Contract-first prompting
A structured prompt should start from the consumer of the output. If a human reads the result, headings and concise paragraphs may be enough. If another service reads the result, the prompt must define a contract before generation starts. The contract should say which fields exist, what each field means, which values are allowed, and what the model must do when it cannot infer a value safely.
This is why schemas are stronger than examples alone. Examples show the shape, but schemas define the rule. In production, the safest workflow is prompt -> model output -> parser -> validator -> business decision. The model should never be the only component deciding that its own output is valid.
| Contract element | Example requirement | Why it matters |
|---|---|---|
| Required keys | title, risk, actions | Prevents partial objects |
| Allowed values | low, medium, high | Reduces category drift |
| Null policy | Use null only when evidence is absent | Avoids invented facts |
| Extra fields | Forbidden | Keeps integrations stable |
Core theory to retain
- Model behavior must be constrained by explicit boundaries.
- Free-form text is an anti-pattern for automated integrations.
Beginner explanation
A prompt template is useful when the same task will run many times: different users, different documents, different input data, but the same expected result. Without a template, every developer writes the request differently, and outputs start varying in structure, style, and completeness. In a product, this quickly becomes a problem because downstream code cannot reliably parse free-form prose.

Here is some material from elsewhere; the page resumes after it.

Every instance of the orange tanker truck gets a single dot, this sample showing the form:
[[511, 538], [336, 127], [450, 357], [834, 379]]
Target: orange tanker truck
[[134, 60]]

The simplest template has a stable part and variables. The stable part describes the task, rules, and format. Variables are filled at runtime: support message, user language, allowed categories, or documentation excerpt. This prompt can be stored, reviewed, and tested as an artifact.
Classify the user support message.
Allowed categories: {{categories}}.
Message: {{message}}.
Return JSON:
{
"category": "one_of_categories",
"confidence": 0.0,
"reason": "short explanation"
}
If the model must return JSON, the word “JSON” is not enough. Show fields, types, and constraints. Then the application must validate the response with a schema validator. The prompt asks the model to follow the contract, while the backend checks that the contract was actually followed. This matters when output goes into a database, API, queue, or automated action.
Mini scenarios from real projects
- Integration fails at parsing: model adds explanatory text around JSON.
- Output is syntactically valid but fails business checks: schema does not encode required constraints.
- Different endpoints return different structures for the same task: no unified output contract.
Fast decision rules
- For integrations, always define strict output format and field requirements.
- Validation should be two-layered: syntax (schema) and business rules.
- Use free-form text only where product value explicitly requires it.
Self-check questions
- Why does “valid JSON” not automatically mean “production-ready”?
- Which constraints should be encoded directly in response schema?
- When is free-form output justified instead of structured output?